Inheriting assets can be overwhelming, and many people make mistakes because they are unsure of what to do. Whether you lost a spouse or a loved one, seeking professional advice is essential to help avoid costly mistakes and missed opportunities. In this article, we will discuss some common pitfalls and mistakes we see people make when they inherit assets.

For starters, the most common mistake we see is doing nothing. Dealing with something confusing and making important decisions while also grieving the loss of a loved one is an unpleasant thing to do. But doing nothing is still a decision. For instance, if the inheritance is in cash, such as life insurance or home sale proceeds, it may be tempting to leave the money untouched in a bank account. However, inflation is high, and keeping these dollars in cash will cause a loss of buying power. At James, we help our clients determine the amount to leave in cash, considering their current and future needs. We also walk clients through various investment options, helping them choose options most suitable to their needs and comfort level.

If the inheritance is already invested, it is unlikely the investment is suitable for the beneficiary’s goals, timeline, and cash needs. For example, many retirees are invested in income producing stocks and bonds. But for someone still in their working years, this is not likely the most appropriate option. Some investments receive a step-up in basis when they are inherited, which adjusts the cost basis to the date of death value. Because the hope is that investments will increase in value over time, the longer you wait to restructure the investments suitable to your situation, the more tax you might be required to pay. Some account types, such as IRAs, 401ks, pensions, annuities, and irrevocable trusts, do not receive a step-up in basis. These types of accounts have different rules, distribution requirements and taxation, making it necessary to seek professional guidance.
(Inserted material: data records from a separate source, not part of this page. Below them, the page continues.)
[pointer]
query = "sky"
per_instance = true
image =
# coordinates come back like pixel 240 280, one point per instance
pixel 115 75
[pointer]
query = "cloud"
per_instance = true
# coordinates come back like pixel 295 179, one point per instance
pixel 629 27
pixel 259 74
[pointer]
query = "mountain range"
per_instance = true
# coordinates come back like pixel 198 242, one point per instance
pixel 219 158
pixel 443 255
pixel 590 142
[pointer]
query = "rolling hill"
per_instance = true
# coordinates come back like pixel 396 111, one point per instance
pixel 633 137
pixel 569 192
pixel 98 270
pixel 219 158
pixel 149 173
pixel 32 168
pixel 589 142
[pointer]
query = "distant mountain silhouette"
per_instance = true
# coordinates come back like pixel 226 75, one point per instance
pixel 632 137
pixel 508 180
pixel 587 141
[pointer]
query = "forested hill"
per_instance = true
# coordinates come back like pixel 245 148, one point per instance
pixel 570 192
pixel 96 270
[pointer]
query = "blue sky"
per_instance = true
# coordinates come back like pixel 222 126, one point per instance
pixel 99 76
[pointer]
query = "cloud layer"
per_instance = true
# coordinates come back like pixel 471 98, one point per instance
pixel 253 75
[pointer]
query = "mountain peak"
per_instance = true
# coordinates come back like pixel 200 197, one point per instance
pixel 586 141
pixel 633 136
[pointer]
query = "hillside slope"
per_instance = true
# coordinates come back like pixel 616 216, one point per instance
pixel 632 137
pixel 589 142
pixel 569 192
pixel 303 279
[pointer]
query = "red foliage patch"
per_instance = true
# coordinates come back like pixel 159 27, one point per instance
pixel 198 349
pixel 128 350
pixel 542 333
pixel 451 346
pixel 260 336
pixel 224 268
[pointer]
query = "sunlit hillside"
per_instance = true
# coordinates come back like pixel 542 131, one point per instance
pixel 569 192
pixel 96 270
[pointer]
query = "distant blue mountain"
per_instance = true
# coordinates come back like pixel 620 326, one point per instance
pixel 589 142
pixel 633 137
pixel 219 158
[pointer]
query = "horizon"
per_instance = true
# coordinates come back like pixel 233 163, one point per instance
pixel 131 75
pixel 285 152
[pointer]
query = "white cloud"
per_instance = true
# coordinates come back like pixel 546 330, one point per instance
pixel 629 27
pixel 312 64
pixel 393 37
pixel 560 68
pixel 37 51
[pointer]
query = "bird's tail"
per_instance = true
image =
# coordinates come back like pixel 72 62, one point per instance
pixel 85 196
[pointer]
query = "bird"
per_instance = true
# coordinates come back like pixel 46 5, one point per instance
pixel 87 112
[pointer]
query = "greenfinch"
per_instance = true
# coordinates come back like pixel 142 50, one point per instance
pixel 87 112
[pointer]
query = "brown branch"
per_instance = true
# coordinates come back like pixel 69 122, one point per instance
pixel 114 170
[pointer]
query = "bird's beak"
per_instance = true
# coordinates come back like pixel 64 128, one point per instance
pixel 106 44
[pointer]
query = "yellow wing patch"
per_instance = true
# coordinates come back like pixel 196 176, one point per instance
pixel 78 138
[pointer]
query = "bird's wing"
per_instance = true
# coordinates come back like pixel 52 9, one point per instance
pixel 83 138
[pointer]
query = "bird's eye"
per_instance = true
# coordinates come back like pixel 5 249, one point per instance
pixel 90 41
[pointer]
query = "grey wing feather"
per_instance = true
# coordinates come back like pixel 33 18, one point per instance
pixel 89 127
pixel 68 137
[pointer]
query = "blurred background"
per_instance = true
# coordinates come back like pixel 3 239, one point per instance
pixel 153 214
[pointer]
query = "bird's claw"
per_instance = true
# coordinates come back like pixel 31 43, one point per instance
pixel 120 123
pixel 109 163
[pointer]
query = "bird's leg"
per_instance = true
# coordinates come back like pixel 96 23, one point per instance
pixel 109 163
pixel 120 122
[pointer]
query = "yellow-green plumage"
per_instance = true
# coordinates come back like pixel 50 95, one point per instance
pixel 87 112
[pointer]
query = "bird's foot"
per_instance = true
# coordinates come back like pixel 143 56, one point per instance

Consolidating accounts can be beneficial, but not all account types can be combined. Aggregating into fewer accounts can help ease record keeping and control. Naming beneficiaries on inherited accounts is also important to ensure the funds are distributed according to the client’s wishes while hopefully avoiding probate.

Inheriting an IRA can be particularly tricky, especially if it has a large balance. Depending on whether the beneficiary is a spouse or non-spouse, different rules apply. If the beneficiary is not a spouse, the beneficiary typically has ten years to distribute the full account, however the distributions are taxable. The financial planners at James are available to work with you to create a strategy to help minimize taxes and avoid penalties.

Finally, it is important to treat the inheritance wisely. Although it may be a windfall, it is not a reason to increase one’s standard of living without careful consideration. These funds could be used to pay down debt, fund retirement savings, purchase a new home, or many other opportunities. It is essential to have a deep understanding of future needs and to determine a safe amount to spend annually before making any financial decisions.

In conclusion, inheriting assets is almost always a complex process. Seeking professional guidance is essential in avoiding costly mistakes and missed opportunities. At James, we help our clients navigate the inheritance process, ensuring they make informed decisions that align with their current and future needs.